The MoM logs for this job:
10/31/2019 14:15:18;0080;pbs_mom;Hook;pbs_cgroups.HK;copy hook-related file request received
10/31/2019 14:15:19;0100;pbs_python;Hook;pbs_python;_get_vnode_type: Failed to read vntype file /cm/local/apps/pbspro-ce/var/spool/mom_priv/vntype
10/31/2019 14:15:19;0100;pbs_python;Hook;pbs_python;_get_vnode_type: Could not determine vntype
10/31/2019 14:15:19;0080;pbs_python;Hook;pbs_python;Failed to open cgroup_jobs file.
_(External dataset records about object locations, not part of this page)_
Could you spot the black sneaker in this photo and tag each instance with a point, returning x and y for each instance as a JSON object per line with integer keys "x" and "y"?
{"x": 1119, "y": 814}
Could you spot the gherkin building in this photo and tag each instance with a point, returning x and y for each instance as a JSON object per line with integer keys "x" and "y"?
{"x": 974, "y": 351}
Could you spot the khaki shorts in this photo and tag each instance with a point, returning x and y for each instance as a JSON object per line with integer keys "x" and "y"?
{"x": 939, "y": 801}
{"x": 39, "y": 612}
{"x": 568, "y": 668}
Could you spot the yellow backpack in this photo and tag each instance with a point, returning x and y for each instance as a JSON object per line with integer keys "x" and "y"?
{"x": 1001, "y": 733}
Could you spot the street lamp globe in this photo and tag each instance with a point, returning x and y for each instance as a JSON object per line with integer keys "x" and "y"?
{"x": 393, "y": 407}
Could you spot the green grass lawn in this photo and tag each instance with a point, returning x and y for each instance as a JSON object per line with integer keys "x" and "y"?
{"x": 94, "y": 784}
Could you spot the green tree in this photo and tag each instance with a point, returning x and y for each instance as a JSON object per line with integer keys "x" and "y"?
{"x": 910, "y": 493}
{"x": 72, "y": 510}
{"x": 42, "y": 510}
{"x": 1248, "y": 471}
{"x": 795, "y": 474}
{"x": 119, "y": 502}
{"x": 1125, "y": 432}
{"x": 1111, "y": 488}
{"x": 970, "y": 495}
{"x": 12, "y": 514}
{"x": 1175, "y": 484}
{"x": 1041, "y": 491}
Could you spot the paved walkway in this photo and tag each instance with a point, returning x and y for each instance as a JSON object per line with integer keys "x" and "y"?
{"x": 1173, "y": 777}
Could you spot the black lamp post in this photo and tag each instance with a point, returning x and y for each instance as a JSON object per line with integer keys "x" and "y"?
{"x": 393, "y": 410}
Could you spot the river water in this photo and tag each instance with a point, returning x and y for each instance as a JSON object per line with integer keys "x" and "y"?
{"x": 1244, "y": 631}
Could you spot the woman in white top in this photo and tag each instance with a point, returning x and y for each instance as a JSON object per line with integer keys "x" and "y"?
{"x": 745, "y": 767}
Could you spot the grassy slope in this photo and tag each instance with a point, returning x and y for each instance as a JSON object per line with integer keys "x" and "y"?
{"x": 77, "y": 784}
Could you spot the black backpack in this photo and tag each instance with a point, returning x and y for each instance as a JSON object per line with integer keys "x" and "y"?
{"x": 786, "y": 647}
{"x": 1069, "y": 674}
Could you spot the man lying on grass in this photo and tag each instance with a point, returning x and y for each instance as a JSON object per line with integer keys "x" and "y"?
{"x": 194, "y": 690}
10/31/2019 14:15:19;0080;pbs_python;Hook;pbs_python;Elapsed time: 0.0075
A “vntype” file does not exist in the location it is looking and I’m not sure if that is even what is leading to this error, since the documentation seems to suggest the vntype parameter is only necessary for Cray nodes. Similarly, from reading the hook script, it seems that the cgroups_job file is written as a temporary store for jobids, so it seems strange that the script is unable to read the file.
Does anyone know how this error is coming about? Any suggestions would be greatly appreciated.
I can provide more information as needed; I did not want to bombard the post with information that may be extraneous.